Um den Grund der aufgetretenen Beschwerden endgültig abzuklären, wird sich Bianchetti nächste Woche in Mailand drei Tage lang weiteren Tests unterziehen. «Dann werden wir sehen, woran es tatsächlich lag.» Damit ist natürlich klar, dass der Italiener dem SRC Vaduz heute im Meisterschaftsspiel nicht zur Verfügung stehen wird. Neben Bianchetti fallen auch Roger Baumann, Michel Haug und Marcel Rothmund aus. Dafür kann der SRCV auf Position 1 auf Jens Schoor zählen. Neben dem Deutschen Legionär stehen noch David, Patrick und Peter Maier auf den Courts. «Mit dieser Aufstellung wird es gegen die starken Berner nicht leicht sein, zu punkten», weiss Bianchetti. «Jens hat auf der Position 1 Vorteile gegenüber Tarek Shehata, hingegen hat Peter Maier auf der Position 4 gegen Jan Rink wohl keine Chance.» Spannend und sicher hart umkämpft werden die Partien auf den Positionen 2 und 3 sein. David Maier bekommt es mit Ilja Stucki zu tun, Patrick Maier trifft auf Kevin Brechbühl. Bianchetti: «Mit einem Remis könnten wir gut leben.»

  • Position 1: Tarek Shehata (Egy) – Jens Schoor (GER)
  • Position 2: Ilja Stucki (SUI 14) – David Maier (SUI 16)
  • Position 3: Kevin Brechbühl (SUI 27) – Patrick Maier (SUI 29)
  • Position 4: Jan Rink (SUI 43) – Peter Maier (SUI 190)

(Quelle: Liechtensteiner Volksblatt, 10. Oktober 2019)

Auf­takt­sieg mit Schreckmoment

Der SRC Vaduz startete gestern mit dem Heimspiel gegen die Panthers Kriens in die neue NLA-Saison. Und die Truppe um Spielertrainer Davide Bianchetti, die sich wie in den Vorjahren einen Platz in den Play-offs als Saisonziel gesetzt hatte, erwischte einen Auftakt nach Mass, und das obwohl die Residenzler nicht in Bestbesetzung antraten.

Brauchte es aber auch nicht, denn das Vaduzer-Quartett wurde seiner Favoritenrolle gegen die Panthers auch ohne jene drei Akteure gerecht und gewann letztlich mit 3:1. Der Auftaktsieg hatte allerdings einen bitteren Beigeschmack. Spielertrainer Bianchetti, der auf Position 1 auf Christoph Zust traf, musste sein Spiel im zweiten Satz aufgrund von Herzproblemen abbrechen. «Er wurde von der Rettung abgeholt und ist nun im Spital», erklärte Patrick Maier. Natürlich ein Schock, den es auf SRCV-Seiten erstmals zu verdauen galt. Die Panthers machten es Roger Baumann (Foto) und Patrick Maier auf den Positionen 2 und 3 aber nicht leicht. Baumann setzte sich mit einer starken Leistung letztlich mit 3:1 durch, Maier erkämpfte sich mit einem 12:10 im fünften Durchgang einen 3:2-Sieg. Souverän trat derweil Michel Haug auf Position 4 auf, der Thomas Demmel klar mit 3:0 vom Court fegte. «Wir sind froh über den Auftaktsieg, aber natürlich ist die Stimmung durch den Zwischenfall mit Davide getrübt. Wir hoffen, dass er schnell wieder fit ist», so Maier nach dem Spiel.
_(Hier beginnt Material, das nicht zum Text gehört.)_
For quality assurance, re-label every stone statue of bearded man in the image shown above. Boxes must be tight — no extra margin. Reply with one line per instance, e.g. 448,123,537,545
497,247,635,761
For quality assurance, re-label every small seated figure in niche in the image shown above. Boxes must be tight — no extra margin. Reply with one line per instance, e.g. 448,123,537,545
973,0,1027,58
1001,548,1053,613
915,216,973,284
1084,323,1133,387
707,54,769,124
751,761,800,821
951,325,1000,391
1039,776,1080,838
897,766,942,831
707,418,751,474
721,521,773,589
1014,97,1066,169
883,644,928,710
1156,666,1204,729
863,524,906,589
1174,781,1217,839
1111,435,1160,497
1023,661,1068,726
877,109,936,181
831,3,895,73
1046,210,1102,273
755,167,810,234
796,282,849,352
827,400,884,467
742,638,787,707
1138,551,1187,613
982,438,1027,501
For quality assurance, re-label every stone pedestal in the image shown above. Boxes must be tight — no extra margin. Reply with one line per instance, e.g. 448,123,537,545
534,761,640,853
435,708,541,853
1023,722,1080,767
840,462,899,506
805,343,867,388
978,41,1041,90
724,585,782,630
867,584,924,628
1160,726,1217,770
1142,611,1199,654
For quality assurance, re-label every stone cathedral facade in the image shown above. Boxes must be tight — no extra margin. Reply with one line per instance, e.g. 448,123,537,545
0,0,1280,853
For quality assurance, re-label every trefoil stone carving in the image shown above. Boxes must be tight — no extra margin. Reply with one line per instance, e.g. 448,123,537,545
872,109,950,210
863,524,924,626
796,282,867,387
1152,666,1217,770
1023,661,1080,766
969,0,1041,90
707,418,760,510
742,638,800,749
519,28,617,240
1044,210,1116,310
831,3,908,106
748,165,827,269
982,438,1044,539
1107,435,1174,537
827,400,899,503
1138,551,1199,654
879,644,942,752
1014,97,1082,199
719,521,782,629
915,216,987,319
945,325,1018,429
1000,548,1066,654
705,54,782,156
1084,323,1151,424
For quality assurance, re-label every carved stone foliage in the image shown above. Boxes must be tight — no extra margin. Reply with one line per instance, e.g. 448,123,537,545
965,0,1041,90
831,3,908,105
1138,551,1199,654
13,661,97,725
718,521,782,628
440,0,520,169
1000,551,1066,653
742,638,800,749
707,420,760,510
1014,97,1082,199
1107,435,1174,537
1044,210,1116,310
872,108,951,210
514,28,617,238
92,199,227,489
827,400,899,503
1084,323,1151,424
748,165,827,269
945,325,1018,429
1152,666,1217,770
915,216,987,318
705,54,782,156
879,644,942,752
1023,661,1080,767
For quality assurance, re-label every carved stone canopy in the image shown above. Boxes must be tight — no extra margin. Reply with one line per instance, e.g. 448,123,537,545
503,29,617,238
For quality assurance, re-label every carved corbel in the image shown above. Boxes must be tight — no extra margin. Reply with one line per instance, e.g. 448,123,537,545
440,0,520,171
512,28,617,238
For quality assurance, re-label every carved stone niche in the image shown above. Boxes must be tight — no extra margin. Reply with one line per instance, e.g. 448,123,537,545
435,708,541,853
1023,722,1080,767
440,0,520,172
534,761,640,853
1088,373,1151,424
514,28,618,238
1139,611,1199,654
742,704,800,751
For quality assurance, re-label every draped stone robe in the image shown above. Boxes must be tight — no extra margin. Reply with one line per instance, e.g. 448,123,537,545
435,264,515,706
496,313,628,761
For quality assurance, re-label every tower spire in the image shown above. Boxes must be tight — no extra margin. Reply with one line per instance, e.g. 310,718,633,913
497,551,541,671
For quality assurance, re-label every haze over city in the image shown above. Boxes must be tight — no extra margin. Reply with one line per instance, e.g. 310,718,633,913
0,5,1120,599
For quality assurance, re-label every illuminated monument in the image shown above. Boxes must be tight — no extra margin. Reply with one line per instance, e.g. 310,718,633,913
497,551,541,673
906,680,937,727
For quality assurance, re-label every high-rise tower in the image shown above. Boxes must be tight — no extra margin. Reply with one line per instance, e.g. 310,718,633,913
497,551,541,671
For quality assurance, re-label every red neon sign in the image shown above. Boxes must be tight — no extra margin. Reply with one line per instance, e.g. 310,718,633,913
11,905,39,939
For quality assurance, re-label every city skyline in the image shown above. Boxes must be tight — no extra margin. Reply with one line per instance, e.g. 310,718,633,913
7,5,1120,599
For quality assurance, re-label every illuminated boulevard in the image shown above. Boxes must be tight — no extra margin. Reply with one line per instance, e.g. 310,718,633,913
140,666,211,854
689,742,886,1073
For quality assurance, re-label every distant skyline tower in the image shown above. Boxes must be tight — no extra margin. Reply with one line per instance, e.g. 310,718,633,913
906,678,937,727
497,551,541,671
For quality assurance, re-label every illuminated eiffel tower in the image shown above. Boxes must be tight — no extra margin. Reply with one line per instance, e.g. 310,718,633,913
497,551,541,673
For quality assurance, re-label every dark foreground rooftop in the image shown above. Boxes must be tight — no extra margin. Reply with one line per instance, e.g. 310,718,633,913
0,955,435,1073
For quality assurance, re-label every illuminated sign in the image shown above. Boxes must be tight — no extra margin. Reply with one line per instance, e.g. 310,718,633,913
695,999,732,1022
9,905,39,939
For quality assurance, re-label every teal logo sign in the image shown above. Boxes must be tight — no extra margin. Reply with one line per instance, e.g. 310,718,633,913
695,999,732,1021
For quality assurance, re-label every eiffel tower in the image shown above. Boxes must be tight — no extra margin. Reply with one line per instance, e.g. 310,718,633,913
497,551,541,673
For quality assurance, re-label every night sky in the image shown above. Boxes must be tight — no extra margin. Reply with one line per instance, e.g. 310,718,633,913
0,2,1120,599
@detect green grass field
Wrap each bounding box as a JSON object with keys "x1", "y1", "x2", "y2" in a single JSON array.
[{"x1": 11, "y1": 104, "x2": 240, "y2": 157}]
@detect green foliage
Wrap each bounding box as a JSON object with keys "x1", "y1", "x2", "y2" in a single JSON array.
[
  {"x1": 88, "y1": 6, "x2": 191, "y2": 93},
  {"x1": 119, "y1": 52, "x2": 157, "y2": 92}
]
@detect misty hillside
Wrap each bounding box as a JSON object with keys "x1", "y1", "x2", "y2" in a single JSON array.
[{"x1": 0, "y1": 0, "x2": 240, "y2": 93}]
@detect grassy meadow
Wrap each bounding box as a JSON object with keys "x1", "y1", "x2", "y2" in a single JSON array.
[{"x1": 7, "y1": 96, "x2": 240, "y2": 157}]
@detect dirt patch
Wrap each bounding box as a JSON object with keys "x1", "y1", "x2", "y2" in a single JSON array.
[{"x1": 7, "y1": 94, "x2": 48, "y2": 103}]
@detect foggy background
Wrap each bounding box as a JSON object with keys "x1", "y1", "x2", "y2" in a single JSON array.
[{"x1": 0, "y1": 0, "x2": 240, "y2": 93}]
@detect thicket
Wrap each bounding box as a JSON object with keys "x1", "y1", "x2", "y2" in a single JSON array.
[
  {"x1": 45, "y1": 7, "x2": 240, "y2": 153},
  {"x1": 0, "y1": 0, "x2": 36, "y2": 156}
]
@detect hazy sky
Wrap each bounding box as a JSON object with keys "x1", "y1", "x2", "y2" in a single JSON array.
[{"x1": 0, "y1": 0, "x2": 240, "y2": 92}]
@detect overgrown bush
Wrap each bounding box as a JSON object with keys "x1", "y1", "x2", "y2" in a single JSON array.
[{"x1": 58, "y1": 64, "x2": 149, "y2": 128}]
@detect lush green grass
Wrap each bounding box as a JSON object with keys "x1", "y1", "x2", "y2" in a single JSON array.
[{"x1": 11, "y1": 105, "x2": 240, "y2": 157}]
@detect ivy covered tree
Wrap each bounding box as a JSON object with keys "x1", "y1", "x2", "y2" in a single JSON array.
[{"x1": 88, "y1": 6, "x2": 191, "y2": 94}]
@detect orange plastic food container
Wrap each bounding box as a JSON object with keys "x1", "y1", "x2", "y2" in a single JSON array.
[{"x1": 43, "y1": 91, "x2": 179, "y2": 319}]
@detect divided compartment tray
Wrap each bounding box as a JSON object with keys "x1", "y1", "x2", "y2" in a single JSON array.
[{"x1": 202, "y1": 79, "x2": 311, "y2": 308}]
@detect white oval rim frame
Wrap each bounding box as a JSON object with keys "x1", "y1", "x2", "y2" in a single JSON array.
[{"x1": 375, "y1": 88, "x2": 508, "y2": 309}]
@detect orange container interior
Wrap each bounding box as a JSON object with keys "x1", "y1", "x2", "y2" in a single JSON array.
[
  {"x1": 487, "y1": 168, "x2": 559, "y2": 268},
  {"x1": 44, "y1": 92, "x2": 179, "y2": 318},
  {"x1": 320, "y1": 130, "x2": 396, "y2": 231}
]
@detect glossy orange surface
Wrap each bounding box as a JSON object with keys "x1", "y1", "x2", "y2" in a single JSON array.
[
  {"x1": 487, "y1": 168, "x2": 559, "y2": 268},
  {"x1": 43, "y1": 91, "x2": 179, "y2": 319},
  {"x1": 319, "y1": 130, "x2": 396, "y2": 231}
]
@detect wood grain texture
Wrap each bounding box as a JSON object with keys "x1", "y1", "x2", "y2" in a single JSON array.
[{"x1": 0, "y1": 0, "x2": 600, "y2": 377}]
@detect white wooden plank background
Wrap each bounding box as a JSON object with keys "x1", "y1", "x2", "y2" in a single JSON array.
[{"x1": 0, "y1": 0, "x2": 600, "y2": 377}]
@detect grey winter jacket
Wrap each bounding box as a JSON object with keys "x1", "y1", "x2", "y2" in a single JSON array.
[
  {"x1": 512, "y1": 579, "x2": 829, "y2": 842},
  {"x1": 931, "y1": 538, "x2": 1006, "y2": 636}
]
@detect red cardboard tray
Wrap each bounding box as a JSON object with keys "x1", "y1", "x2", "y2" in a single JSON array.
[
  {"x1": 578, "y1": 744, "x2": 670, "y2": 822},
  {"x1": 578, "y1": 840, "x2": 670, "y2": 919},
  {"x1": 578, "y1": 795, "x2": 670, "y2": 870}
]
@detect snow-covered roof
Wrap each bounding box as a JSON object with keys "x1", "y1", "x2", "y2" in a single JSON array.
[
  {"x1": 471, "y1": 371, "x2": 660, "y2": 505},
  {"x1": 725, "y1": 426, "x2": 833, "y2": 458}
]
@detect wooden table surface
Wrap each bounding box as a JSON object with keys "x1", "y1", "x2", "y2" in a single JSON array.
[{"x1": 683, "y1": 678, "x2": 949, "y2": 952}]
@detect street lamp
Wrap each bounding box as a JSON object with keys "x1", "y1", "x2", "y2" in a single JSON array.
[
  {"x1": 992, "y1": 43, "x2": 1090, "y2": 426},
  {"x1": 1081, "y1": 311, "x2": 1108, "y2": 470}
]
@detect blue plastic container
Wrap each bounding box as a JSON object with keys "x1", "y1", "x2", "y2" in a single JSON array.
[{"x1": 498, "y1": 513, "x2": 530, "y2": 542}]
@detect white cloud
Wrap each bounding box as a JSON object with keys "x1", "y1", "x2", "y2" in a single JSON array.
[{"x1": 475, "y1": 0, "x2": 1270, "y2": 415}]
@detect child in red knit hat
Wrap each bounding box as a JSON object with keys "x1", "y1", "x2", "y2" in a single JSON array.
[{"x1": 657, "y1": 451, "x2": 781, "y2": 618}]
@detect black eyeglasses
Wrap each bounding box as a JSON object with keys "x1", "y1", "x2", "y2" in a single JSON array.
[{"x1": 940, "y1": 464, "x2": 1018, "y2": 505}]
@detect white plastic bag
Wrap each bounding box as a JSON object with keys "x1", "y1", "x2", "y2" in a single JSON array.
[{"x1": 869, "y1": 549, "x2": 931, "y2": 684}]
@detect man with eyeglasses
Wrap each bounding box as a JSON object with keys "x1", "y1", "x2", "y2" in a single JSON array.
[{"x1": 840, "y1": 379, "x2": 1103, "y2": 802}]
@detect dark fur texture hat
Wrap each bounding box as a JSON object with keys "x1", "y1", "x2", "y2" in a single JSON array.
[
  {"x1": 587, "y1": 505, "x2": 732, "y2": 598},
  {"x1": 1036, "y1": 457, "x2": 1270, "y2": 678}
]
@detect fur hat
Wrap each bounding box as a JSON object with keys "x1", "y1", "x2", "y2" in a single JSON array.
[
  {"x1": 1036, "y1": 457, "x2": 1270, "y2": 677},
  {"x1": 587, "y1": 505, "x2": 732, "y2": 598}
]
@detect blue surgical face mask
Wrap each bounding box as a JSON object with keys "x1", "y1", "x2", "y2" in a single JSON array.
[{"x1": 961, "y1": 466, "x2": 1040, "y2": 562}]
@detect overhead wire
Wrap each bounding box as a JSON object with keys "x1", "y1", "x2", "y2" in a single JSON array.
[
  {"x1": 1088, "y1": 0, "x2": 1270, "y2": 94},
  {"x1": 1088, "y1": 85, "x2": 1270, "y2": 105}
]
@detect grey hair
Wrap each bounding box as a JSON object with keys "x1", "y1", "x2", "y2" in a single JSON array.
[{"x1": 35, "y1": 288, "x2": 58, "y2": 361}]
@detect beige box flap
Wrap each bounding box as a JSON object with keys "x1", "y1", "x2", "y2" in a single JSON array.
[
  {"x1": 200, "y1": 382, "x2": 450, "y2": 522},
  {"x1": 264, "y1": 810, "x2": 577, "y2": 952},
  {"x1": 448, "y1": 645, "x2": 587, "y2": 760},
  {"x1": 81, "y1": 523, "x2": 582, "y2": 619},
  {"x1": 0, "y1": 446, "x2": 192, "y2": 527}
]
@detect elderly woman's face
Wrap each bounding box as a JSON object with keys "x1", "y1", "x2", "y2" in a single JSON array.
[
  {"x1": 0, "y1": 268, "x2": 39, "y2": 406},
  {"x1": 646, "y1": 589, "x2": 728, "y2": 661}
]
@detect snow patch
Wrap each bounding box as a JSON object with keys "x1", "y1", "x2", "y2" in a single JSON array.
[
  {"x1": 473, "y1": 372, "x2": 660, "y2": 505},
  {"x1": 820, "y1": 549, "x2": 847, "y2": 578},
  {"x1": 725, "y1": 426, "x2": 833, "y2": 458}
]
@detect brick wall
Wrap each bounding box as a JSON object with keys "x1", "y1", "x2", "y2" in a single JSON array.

  • Position 1: Davide Bianchetti – Christoph Zust. – Bianchetti musste beim Stand von 11:5, 9:5 aufgeben.
  • Position 2: Roger Baumann – Jan Kurzmeyer 3:1 (11:8, 10:12, 11:6, 11:6).
  • Position 3: Patrick Maier – Dennis Grüter 3:2 (10:12, 5:11, 11:7, 11:4, 12:10).
  • Position 4: Michel Haug – Thomas Demmel 3:0 (11:8, 11:0, 11:3).